出張に際して通常の旅費、宿泊費のほか、日当を支給した場合の消費税の取り扱い
出張に際して通常の旅費、宿泊費のほか、日当を支給した場合の消費税の取り扱い
多くの会社では、役員や従業員の出張に際して、通常の旅費や宿泊費のほか、日当を支給することが多いと思われます。
日当については、移動距離や移動時間のほか、出張の出発時間から帰社時間までが食事どきをまたいでいるのかどうかや、出張者の役職などにより、出張旅費規定により支給金額をあらかじめ取り決めていることが多いでしょう。
通常は、千円程度から数千円程度としているのを多く見かけます。
さて、この出張に関する各種の費用ですが、旅費や宿泊費についてはほぼ間違いなく消費税の課税取引として経理処理しているのですが、日当については給与手当のように消費税の課税仕入れの対象外となるのでは、と迷われていることもあるようです。
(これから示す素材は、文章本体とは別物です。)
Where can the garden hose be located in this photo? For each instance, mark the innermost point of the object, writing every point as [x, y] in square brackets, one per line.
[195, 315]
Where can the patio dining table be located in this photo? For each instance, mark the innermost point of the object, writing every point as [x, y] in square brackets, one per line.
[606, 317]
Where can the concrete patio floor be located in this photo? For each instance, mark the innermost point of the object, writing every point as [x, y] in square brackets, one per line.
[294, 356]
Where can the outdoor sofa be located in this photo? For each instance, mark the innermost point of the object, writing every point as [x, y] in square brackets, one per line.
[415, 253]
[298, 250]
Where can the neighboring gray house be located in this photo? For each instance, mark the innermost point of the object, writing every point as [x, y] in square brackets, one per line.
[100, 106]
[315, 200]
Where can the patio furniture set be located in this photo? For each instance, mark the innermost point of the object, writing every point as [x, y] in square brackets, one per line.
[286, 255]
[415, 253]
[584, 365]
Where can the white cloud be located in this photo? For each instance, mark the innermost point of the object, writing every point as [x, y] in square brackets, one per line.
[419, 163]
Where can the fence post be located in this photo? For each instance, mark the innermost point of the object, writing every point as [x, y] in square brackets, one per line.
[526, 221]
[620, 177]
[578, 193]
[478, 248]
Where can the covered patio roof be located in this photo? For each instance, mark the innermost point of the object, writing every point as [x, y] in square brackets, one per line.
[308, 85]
今回は、国内における出張旅費や宿泊費、日当が消費税の課税仕入れの対象となるのかどうかについて、見てみましょう。
国内の出張旅費、宿泊費、日当はすべて消費税の課税仕入れ
国内の出張に際して、役員や従業員に対して支給した出張旅費、宿泊費、日当については、支給した金額のうちその出張について通常必要であると認められる部分の金額は、消費税の課税仕入れになります。
ただし、海外への出張のために支給した出張旅費、宿泊費、日当などで、国内間の移動に伴うもの等以外は、原則として課税仕入れにはなりません。
出張旅費
出張旅費については、たいていの場合、その移動にともなう電車賃やバス代、タクシー代などの実費精算であり、その手段や経路が通常の手段や経路として合理的なものであるかぎり、消費税の取り扱いは課税仕入れとなっています。
宿泊費
また、宿泊費についても、ホテルや旅館などの実費精算の場合は、消費税の取り扱いは課税仕入れとなっています。
実費精算ではなくても、出張地によってあらかじめランク分けした宿泊費を定額支給している場合もあると思います。
この場合においても、たとえば首都圏などの都市部での宿泊のときの金額と地方での宿泊のときの金額に違いを持たせるように、各地の宿泊施設の一般的な相場によって通常必要であると認められる宿泊費を合理的に定めていれば、その金額は課税仕入れとなります。
日当
では、日当はどうでしょうか。
出張に出かければ、いつものように社内で業務を行うわけではないので、普段ではかからないような雑費が発生することもあります。
そのような雑費を帰社後にいちいち実費精算することは経理事務が煩雑になるので、通常かかるであろう常識的な金額をあらかじめ出張日当として定額支給することとしているのです。
ですので、日当についても、旅費や宿泊費と同様に、通常課税仕入れとなるような雑費に使われるためのものであることから、消費税の課税仕入れとして処理することとなります。
勘定科目は、すべてまとめて「旅費交通費」
勘定科目は、出張旅費、宿泊費、日当のすべてをまとめて、基本「旅費交通費」とします。
ひとりごと
交通費は実費支給、宿泊費と日当は定額支給の職場に勤めていたことがあります。
定額支給の宿泊費をちょっと浮かせても、結局のところ、トータルでは、うまくいって収支はほぼトントン、気を抜くと持ち出しになっていることが多かったように記憶しています。
出張中は家から弁当箱を持っていくわけにもいかず、外食せざるを得ないし、飲み物も別に買う必要があるし、時間調整や資料確認のためにコーヒー屋さんにも入ることもあるし、帰りにちょっと一杯もあるし。
まぁ、最後のちょっと一杯が怪しいのですが、こんなところも含めて課税仕入れとなっていました。
ご覧いただきまして誠にありがとうございました。
※この記事は、作成時点の法令や経験をもとに概要を記載したもので、記載内容に相違が生じる可能性があります。
また、記事中の特に意見部分については記載者の見解ですので、実際の適用においては必ず個別具体的な内容をお近くの税理士や税務署などにご確認くださいますようお願い申し上げます。